1. Field of the Invention
The present invention relates to an ultrasonic vibrator device for ultrasonically cleaning a workpiece, and more particularly to an ultrasonic vibrator device having ultrasonic vibrators which are to be placed in a deaerated cleaning solution sealed in a cleaning tank for applying ultrasonic energy to ultrasonically cleaning a workpiece put in the deaerated cleaning solution while the deaerated cleaning solution is being pressurized.
2. Description of the Prior Art
Heretofore, there have been known ultrasonic vibrators which are to be placed in a cleaning solution supplied to an ultrasonic cleaning tank. More specifically, the ultrasonic vibrators are held in a sealed container in the ultrasonic cleaning tank, and a voltage is applied to the ultrasonic vibrators to vibrate the ultrasonic vibrators for thereby radiating ultrasonic energy into the cleaning solution to clean a workpiece immersed in the cleaning solution. The sealed container is made of an SUS plate having a thickness of about 3 mm such that the ultrasonic energy can efficiently be radiated therethrough into the cleaning solution when the ultrasonic vibrators are vibrated. The surface of the sealed container where the ultrasonic vibrators are mounted is plated with a hard chromium layer having a thickness of 20 .mu.m or greater in order to prevent the sealed container from being eroded by the cleaning solution.

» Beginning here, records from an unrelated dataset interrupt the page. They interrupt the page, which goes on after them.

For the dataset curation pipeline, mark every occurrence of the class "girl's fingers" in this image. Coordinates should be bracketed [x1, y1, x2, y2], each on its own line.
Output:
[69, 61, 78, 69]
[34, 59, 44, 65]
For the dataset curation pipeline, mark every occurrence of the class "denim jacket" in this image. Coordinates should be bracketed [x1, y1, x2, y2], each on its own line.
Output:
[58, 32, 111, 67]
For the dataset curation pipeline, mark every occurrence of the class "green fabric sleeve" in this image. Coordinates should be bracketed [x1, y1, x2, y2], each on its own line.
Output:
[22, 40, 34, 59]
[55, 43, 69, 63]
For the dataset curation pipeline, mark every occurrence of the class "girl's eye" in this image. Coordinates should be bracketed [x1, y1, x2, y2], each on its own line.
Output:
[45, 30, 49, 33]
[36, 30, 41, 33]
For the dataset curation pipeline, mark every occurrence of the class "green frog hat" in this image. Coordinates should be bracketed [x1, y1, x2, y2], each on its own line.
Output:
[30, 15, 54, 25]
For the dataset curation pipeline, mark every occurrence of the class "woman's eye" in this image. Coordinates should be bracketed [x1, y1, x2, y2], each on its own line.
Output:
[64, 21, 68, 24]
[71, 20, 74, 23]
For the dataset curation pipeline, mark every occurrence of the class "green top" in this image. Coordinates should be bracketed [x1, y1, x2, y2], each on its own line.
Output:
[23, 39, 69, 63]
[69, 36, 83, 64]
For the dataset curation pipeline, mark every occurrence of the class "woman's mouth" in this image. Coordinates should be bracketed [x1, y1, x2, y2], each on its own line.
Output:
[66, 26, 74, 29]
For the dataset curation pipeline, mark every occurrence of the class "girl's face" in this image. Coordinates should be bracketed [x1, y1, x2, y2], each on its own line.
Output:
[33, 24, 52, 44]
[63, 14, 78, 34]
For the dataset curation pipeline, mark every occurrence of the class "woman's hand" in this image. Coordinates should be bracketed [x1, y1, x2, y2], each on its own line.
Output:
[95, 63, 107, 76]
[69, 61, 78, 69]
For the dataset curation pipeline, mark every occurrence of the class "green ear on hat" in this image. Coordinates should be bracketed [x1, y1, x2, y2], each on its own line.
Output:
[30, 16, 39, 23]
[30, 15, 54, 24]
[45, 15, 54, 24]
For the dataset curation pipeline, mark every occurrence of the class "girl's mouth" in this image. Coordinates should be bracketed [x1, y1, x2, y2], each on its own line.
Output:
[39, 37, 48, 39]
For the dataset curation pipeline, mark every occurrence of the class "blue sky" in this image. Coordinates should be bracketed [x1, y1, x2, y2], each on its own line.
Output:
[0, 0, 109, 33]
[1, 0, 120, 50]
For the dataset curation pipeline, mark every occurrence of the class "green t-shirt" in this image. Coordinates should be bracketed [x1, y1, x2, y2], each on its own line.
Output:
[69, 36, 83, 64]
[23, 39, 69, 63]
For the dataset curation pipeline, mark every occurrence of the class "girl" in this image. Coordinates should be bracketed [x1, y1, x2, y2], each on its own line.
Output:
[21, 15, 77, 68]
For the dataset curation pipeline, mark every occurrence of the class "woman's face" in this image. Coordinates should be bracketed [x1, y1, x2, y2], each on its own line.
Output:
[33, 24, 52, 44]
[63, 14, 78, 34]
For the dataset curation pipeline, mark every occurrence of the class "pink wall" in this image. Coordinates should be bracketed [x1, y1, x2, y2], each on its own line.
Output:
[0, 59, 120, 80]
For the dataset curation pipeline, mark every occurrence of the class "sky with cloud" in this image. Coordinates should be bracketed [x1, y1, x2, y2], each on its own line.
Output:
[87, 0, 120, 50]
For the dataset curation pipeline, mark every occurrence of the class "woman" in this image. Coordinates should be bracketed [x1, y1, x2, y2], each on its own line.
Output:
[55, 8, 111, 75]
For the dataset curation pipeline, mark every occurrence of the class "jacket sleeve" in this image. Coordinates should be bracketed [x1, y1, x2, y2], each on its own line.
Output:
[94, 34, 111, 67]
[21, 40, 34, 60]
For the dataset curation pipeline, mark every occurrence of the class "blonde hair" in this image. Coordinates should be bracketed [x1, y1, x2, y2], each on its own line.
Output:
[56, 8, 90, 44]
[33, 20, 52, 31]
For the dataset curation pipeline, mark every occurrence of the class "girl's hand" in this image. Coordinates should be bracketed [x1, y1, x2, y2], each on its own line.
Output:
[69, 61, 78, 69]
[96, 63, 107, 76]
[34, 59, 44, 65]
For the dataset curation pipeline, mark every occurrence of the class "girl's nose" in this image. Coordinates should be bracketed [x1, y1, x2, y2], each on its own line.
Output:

When the ultrasonic energy is radiated from the ultrasonic vibrator into the cleaning solution, the cleaning solution is cavitated, and the workpiece is exposed to shock waves or microjets that are produced when the cavitation is collapsed. Foreign matter or burrs can be removed from the workpiece by those shock waves or microjets. For efficiently cleaning workpieces, it is necessary to provide conditions which facilitate the generation of the cavitation in the cleaning solution.
It is known that the cleaning solution can be cavitated more easily if the concentration of a gas dissolved in the cleaning solution is lower. If the concentration of a gas dissolved in the cleaning solution is too high, then the dissolved gas is converted into bubbles by the ultrasonic energy radiated by the ultrasonic vibrators, and the cleaning solution is less cavitated as the ultrasonic energy is absorbed by the bubbles. Therefore, when such bubbles are produced in the cleaning solution by the dissolved gas, the cleaning of the workpiece is essentially carried out only by the bubbles, but not by the ultrasonic energy.
The inventor has found out that the cleaning solution can more easily be cavitated when the cleaning solution is subjected to a suitable static pressure, and proposed an ultrasonic cleaning apparatus which applies a static pressure to a deaerated cleaning solution while a workpiece immersed in the deaerated cleaning solution is being ultrasonically cleaned (see Japanese patent publication No. 4-46637). The proposed ultrasonic cleaning apparatus has a sealing means for sealing a cleaning solution in a cleaning tank from the atmosphere, and a pressurizing means for applying a static pressure to the cleaning solution in the cleaning tank. Since the cleaning solution in the cleaning tank is sealed from the atmosphere, air finds difficulty in getting dissolved in the cleaning solution. The cleaning solution sealed in the cleaning tank can easily be held under a suitable static pressure by the pressurizing means. Therefore, the appropriate conditions for generating the cavitation in the cleaning solution are provided by the proposed ultrasonic cleaning apparatus.
However, though strong shock waves are produced upon collapse of the cavitation as the cavitation is easily developed, the wall surface of a sealed container housing the ultrasonic vibrator tends be strained by the static pressure applied thereto, causing the ultrasonic vibrators to be peeled off the surface of the sealed container. When the ultrasonic vibrators are peeled off, they fail to oscillate properly. The strained sealed container is apt to develop cracks in welded regions thereof, allowing the cleaning solution to enter the sealed container and causing a dielectric breakdown of the ultrasonic vibrators. The sealed container may be prevented from being strained by increasing the thickness of the wall thereof. However, the increased wall thickness hampers the transmission of vibrations from the ultrasonic vibrators, resulting in a reduction in the ultrasonic radiation efficiency.